Le mosse di Joe Biden dimostrano ancora una volta la sua totale mancanza di autorevolezza nel panorama della politica estera: è bene sottolineare, soprattutto per coloro che non hanno studiato scienze politiche, che il dialogo fra i grandi attori della politica internazionale è solito essere preceduto dal lavoro degli sherpa quale atto propedeutico ai colloqui fra i diversi leader.
In questo caso, la delicata tra Russia e Ucraina ha messo in luce la debolezza intrinseca della diplomazia americana, più incentrata ai propri tornaconti di politica interna ed estera che agli equilibri geopolitici nel Vecchio Continente: da sempre gli Stati Uniti si sono erti a difensori dell’Europa e, anche in questo caso, hanno scelto la via della fermezza e dei muscoli nella speranza di dimostrare ancora una volta il proprio ruolo di guida del mondo occidentale senza tentare la via della mediazione.
Il prestigio deriva sì dal Paese e dalla sua storia ma anche dall’autorevolezza del Presidente. Biden non gode più di grande appoggio popolare negli USA e la fermezza sulla questione Russia-Ucraina è forse il tentativo di recuperare terreno in vista delle elezioni mezzo termine, soprattutto dopo la debacle relativa all’Afghanistan. È un peccato perché il prossimo successore dovrà riconquistare la fiducia del mondo partendo da una posizione di grosso disagio.

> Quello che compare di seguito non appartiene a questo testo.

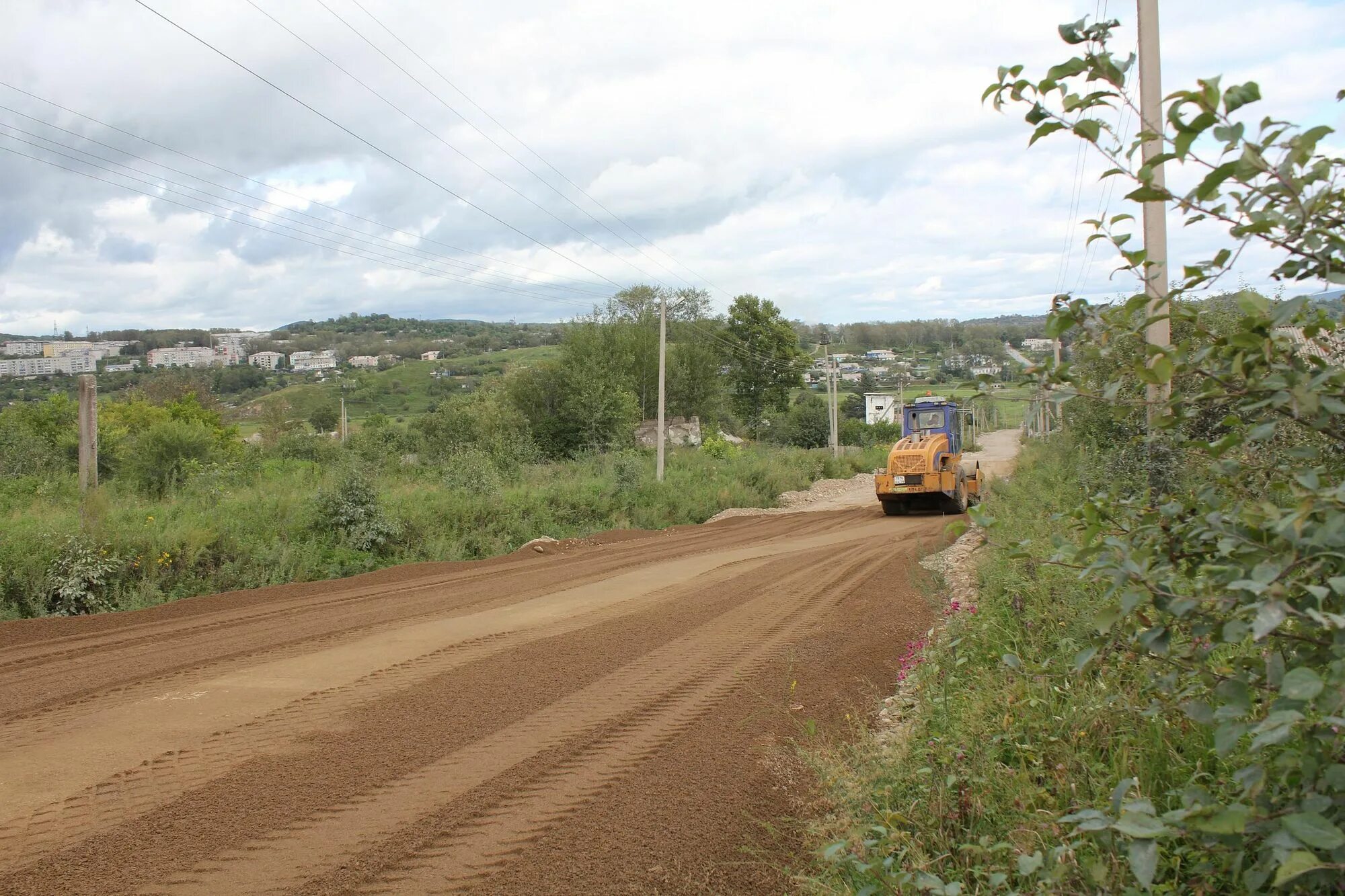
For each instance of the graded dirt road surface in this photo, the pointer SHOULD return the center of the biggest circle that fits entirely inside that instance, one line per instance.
(609, 716)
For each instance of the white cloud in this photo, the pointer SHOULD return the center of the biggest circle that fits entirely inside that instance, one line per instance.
(835, 158)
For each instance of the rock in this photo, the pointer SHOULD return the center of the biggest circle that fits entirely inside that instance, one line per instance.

Mancanza di autorevolezza che si riscontra anche in Italia e si intreccia con la situazione Russia-Ucraina. La questione è quella dell’energia, argomento di cui si parla molto e dove vige un sostanziale stallo. Il nostro Paese è dipendente dal gas russo, così come gran parte dell’UE, per circa il 40% del proprio fabbisogno e, ora più che mai, la scelta di bloccare gli investimenti sull’energia nucleare nel 1987 sembra essere stata sciagurata. Molti benpensanti evidenziano un’evidente ipocrisia di fondo visto che l’Italia acquista energia nucleare dalla Francia anche a caro prezzo. Ricordiamo che la principale obiezione al nucleare è la possibilità di incidenti nucleari devastanti nel nostro Paese, quando la prima centrale nucleare dista solo 98 km dai nostri confini. La linea di demarcazione è verticale e netta: oltralpe non sono pericolose, qui invece lo sono.

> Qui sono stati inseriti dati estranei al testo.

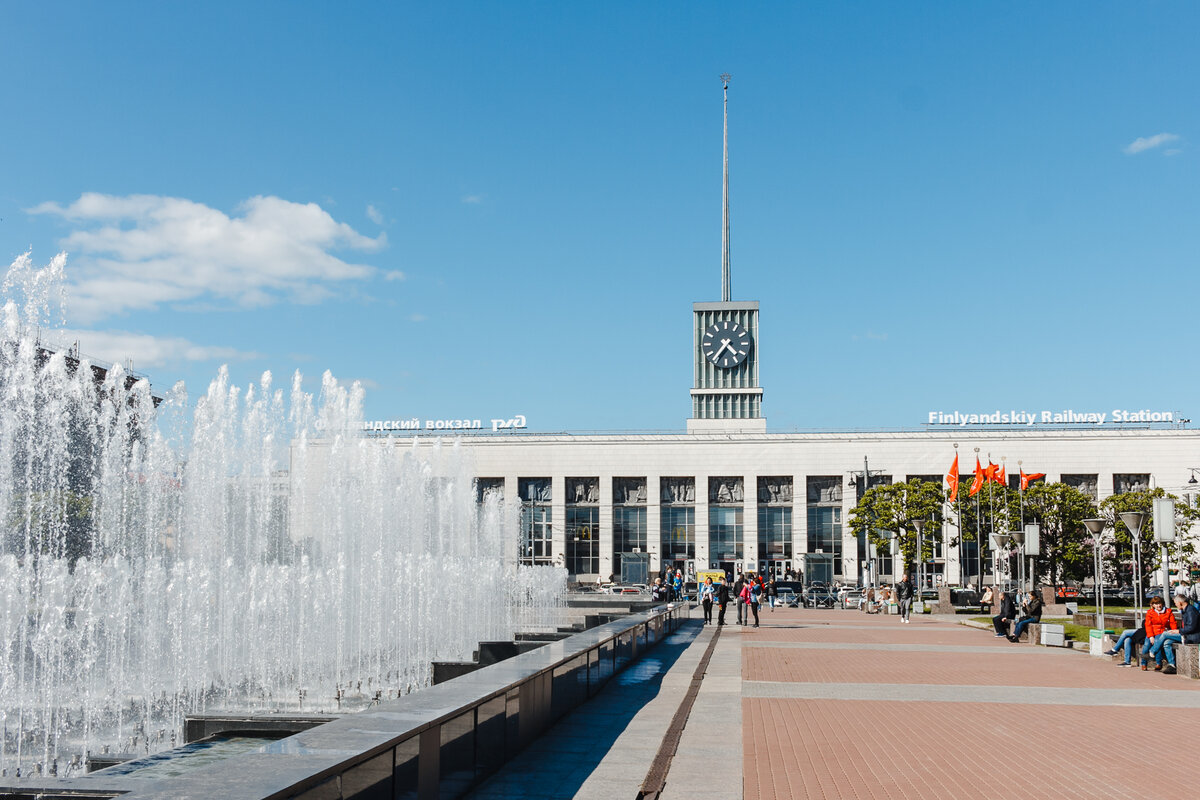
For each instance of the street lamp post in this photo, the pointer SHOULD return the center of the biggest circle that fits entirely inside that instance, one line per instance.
(919, 525)
(889, 537)
(1097, 528)
(1001, 541)
(1018, 537)
(1164, 534)
(1134, 521)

In questo momento si parla di forti spese per la bolletta energetica. È mai possibile di venire incontro alle PMI e alle famiglie italiane con degli spot di 5 miliardi che non servono a nulla? Perché in maniera demagogica si parla di pannelli solari quando, pur essendo nelle primissime posizioni per utilizzo e sviluppo, non si è in grado di soddisfare le fabbisogno energetico di base?
Si parla di piani industriali a scorrimento, di argomenti importanti a partire dalla salute ma non c’è un piano concreto. In compenso abbiamo molti politici pronti a difendere il loro ruolo in maniera positiva, parlando a vuoto garantendo utopiche promesse e diffondendo false speranze senza che nessuno li interroghi minimamente rispetto a quello che dicono. Puntano al voto politico, tornando indietro al 1968. Ma a cosa serve? Nel frattempo si continua a far lavorare il Presidente del Consiglio Mario Draghi, lui sì ancora dotato di autorevolezza e di una buona reputazione in campo internazionale. Ma i partiti sono in piena campagna elettorale anticipata e quindi anche Super Mario diventa piccolo, perché ognuno deve racimolare i propri voti. Tutto questo per il bene del paese, a sentire i partiti. Nel frattempo il Paese è piccolissimo.